The Seventh Circuit Court of Appeals recently refused to invalidate an arbitration award in a breach of contract case involving patent royalties based on purported violations of public policy.
Dr. John Insall patented various knee replacement devices and licensed them to medical device company Zimmer Biomet Holdings Inc. Zimmer paid Dr. Insall, and later his estate, royalties in return. Dr. Insall’s last patent expired in 2018, and Zimmer informed his estate it would be ceasing royalty payments because it believed further payments ran “counter to the policy and purpose of patent laws.” The estate claimed that was improper and the parties arbitrated the matter. An arbitration panel concluded that the payments could continue and thus ruled for the estate. Zimmer moved to vacate the award on public policy grounds. The district court confirmed the award.
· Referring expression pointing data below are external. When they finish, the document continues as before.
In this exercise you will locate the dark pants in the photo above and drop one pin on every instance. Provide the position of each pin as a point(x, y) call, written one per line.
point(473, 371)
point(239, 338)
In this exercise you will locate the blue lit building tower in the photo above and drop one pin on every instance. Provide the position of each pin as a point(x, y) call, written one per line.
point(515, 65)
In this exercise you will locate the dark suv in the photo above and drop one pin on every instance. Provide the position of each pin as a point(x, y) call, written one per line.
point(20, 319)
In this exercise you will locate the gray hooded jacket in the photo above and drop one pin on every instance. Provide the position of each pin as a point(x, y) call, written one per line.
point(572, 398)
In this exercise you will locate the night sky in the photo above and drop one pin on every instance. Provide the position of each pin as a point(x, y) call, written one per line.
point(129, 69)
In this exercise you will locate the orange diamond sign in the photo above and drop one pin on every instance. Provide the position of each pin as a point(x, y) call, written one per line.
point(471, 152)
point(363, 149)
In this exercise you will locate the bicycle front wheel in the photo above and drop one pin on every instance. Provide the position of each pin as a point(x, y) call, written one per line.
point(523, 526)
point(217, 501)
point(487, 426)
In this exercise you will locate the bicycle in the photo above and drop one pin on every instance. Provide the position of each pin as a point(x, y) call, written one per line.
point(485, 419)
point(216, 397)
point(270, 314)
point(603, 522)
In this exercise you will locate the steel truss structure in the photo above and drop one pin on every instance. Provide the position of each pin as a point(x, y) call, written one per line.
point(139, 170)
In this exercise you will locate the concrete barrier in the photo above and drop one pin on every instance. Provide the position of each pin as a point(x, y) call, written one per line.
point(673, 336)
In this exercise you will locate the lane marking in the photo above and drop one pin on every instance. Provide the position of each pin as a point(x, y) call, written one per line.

The Seventh Circuit affirmed. It noted that even if Zimmer’s arguments that there is a “well-defined public policy that a party may not be compensated for patent rights after the patent’s expiration,” the arbitration award still needed to be confirmed because “the panel determined that the royalty payments in question were not grounded in any patent rights” but were instead “untied” to Dr. Insall’s “patents, products, or technology.” Put differently, the panel interpreted the contract as providing for payments for “non-patent rights” that were “closely related” to patents. The court noted that the Federal Arbitration Act does not allow it to question whether the arbitrators erred or even clearly erred in interpreting a contract, but to only determine whether it interpreted the contract.
Zimmer Biomet Holdings, Inc. v. Insall, No. 23-1888 (7th Cir. July 12, 2024).